GmbHG

Die Norm des § 43 GmbHG bildet die gesellschaftsrechtliche Haftungsgrundlage für Schadensersatzansprüche der Gesellschaft mit beschränkter Haftung (GmbH) gegen ihre Geschäftsführer.

  • 43 Abs. 1 GmbHG legt den Sorgfaltsmaßstab der Geschäftsführer fest, den diese bei der Erfüllung ihrer beruflichen Pflichten gegenüber der GmbH zu beachten haben.[1] Letztere müssen diejenige Sorgfalt an den Tag legen, die jeder ordentliche Geschäftsmann in verantwortlich leitender Position bei selbstständiger Wahrnehmung fremder Vermögensinteressen zu beachten hat.[2] Insoweit gilt der gleiche Maßstab wie bei § 93 AktG.[3] Bei der Festlegung des konkreten Sorgfaltsmaßstabes kommt es entscheidend auf Art, Umfang und Zweck des Unternehmens an.[4]

Die Pflicht zur sorgsamen Geschäftsführung lässt sich verkürzt auf die Formel bringen, dass der Geschäftsführer die Vorteile der Gesellschaft wahren und Schaden von ihr abwenden muss.[5] Diese Pflicht ist sehr umfassend und bedarf zu ihrem besseren Verständnis einer Konkretisierung. Zuvorderst muss der Geschäftsführer seine Pflichten im Einklang mit der Rechtsordnung ausüben.[6] Diese Pflicht wird als Legalitätspflicht bezeichnet. Die Legalitätspflicht betrifft dabei nicht nur die Pflichten, die dem Geschäftsführer unmittelbar als Organ auferlegt sind, sondern auch diejenigen Pflichten, die an die Gesellschaft als eigenständiges Rechtssubjekt adressiert sind und die der Geschäftsführer nur in seiner Geschäftsführungstätigkeit für die Gesellschaft ausführt.[7] Der Geschäftsführer hat insofern darüber zu wachen, dass das Legalitätsprinzip im gesamten Unternehmen eingehalten wird.

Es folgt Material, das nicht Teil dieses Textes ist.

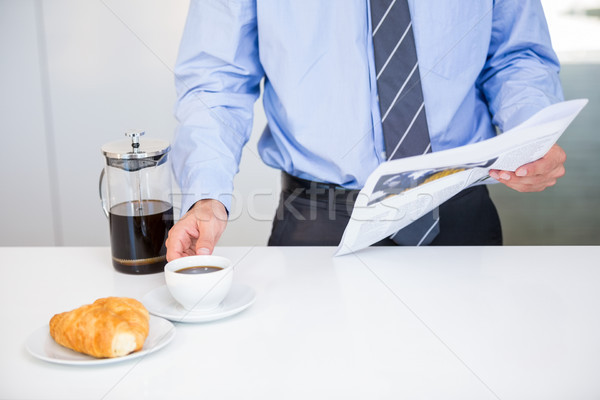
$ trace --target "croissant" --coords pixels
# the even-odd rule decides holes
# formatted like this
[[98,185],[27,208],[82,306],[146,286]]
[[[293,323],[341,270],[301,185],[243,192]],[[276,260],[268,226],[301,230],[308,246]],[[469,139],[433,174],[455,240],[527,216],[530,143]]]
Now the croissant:
[[149,330],[148,310],[135,299],[106,297],[56,314],[50,335],[65,347],[97,358],[141,350]]

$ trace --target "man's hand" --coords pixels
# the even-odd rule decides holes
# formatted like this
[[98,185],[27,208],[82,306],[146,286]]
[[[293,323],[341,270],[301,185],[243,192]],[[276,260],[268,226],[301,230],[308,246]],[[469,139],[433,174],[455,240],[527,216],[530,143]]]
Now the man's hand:
[[541,192],[564,176],[566,159],[565,151],[555,144],[544,157],[520,166],[515,172],[490,170],[490,176],[519,192]]
[[200,200],[171,228],[167,261],[179,257],[212,254],[227,225],[227,211],[218,200]]

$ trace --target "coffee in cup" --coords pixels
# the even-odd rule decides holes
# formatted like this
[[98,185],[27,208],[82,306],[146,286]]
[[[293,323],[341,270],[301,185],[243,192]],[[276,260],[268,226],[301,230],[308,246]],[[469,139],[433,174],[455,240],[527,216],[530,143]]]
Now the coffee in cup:
[[187,256],[165,265],[173,298],[188,311],[209,311],[225,299],[233,281],[231,261],[220,256]]

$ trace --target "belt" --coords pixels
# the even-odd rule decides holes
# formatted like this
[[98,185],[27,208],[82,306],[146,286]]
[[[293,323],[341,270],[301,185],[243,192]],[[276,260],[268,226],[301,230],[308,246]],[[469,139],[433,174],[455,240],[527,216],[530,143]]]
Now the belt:
[[356,196],[357,189],[347,189],[340,185],[326,182],[309,181],[292,176],[285,171],[281,173],[281,190],[296,192],[298,196],[307,198],[329,198],[332,194],[343,194],[345,197]]

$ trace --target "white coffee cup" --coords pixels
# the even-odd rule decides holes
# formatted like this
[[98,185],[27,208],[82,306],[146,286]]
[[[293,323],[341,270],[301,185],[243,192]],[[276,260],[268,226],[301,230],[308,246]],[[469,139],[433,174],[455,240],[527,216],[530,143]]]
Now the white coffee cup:
[[[194,267],[217,269],[204,272],[192,270]],[[184,269],[187,270],[181,271]],[[165,280],[169,292],[183,308],[190,311],[208,311],[216,308],[229,293],[233,280],[233,266],[225,257],[181,257],[165,265]]]

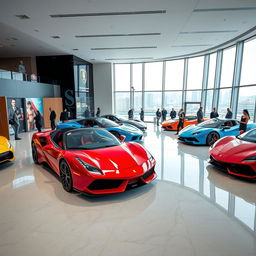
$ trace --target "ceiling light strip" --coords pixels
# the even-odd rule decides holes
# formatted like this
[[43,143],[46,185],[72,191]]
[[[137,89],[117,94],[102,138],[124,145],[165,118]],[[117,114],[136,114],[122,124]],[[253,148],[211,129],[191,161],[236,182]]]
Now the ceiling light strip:
[[256,7],[194,9],[193,12],[254,11]]
[[181,35],[187,34],[217,34],[217,33],[233,33],[238,32],[238,30],[213,30],[213,31],[184,31],[180,32]]
[[103,34],[103,35],[76,35],[76,38],[91,37],[121,37],[121,36],[160,36],[161,33],[135,33],[135,34]]
[[105,47],[105,48],[91,48],[92,51],[105,50],[136,50],[136,49],[155,49],[157,46],[132,46],[132,47]]
[[166,10],[134,11],[134,12],[67,13],[67,14],[51,14],[50,17],[51,18],[75,18],[75,17],[145,15],[145,14],[165,14],[165,13],[166,13]]

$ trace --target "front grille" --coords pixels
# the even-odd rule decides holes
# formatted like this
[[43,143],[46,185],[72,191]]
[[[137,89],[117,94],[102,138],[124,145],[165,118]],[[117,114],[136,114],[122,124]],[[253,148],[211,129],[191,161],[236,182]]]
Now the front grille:
[[5,160],[9,160],[13,158],[13,153],[12,151],[7,151],[4,152],[2,154],[0,154],[0,162],[5,161]]
[[149,171],[147,171],[143,176],[142,179],[146,180],[147,178],[149,178],[151,175],[154,174],[154,168],[150,169]]
[[90,190],[101,190],[101,189],[114,189],[120,187],[123,180],[95,180],[93,181],[88,189]]
[[224,162],[217,161],[212,156],[210,158],[211,158],[211,163],[218,168],[225,169],[225,170],[229,169],[233,173],[242,174],[246,176],[251,176],[251,177],[256,176],[256,172],[249,165],[224,163]]

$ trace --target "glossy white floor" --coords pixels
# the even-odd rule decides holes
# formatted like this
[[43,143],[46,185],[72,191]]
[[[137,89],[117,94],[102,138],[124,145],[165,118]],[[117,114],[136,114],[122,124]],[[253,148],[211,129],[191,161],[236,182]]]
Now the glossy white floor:
[[144,145],[158,179],[87,198],[33,164],[31,135],[0,167],[0,255],[256,255],[256,183],[209,166],[207,147],[149,125]]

Je nach Art, Größe und Bedeutung der Gesellschaft kann demnach im Rahmen einer sorgsamen Geschäftsführung auch die Einrichtung eines präventiven Überwachungs- und Rechtskontrollsystems (Compliance-Organisation) erforderlich sein.[8] Durch die Einrichtung eines solchen Systems können Gesetzesverstöße durch Mitarbeiter bereits von vornherein unterbunden werden. Entscheidungen, die der Geschäftsführer im Rahmen seines Ermessens zu treffen hat, haben sich an der eigentlichen Geschäftsführungsaufgabe zu orientieren, den Gesellschaftszweck zu fördern, sprich in der Regel eine Gewinnerzielung zu erwirken.[9]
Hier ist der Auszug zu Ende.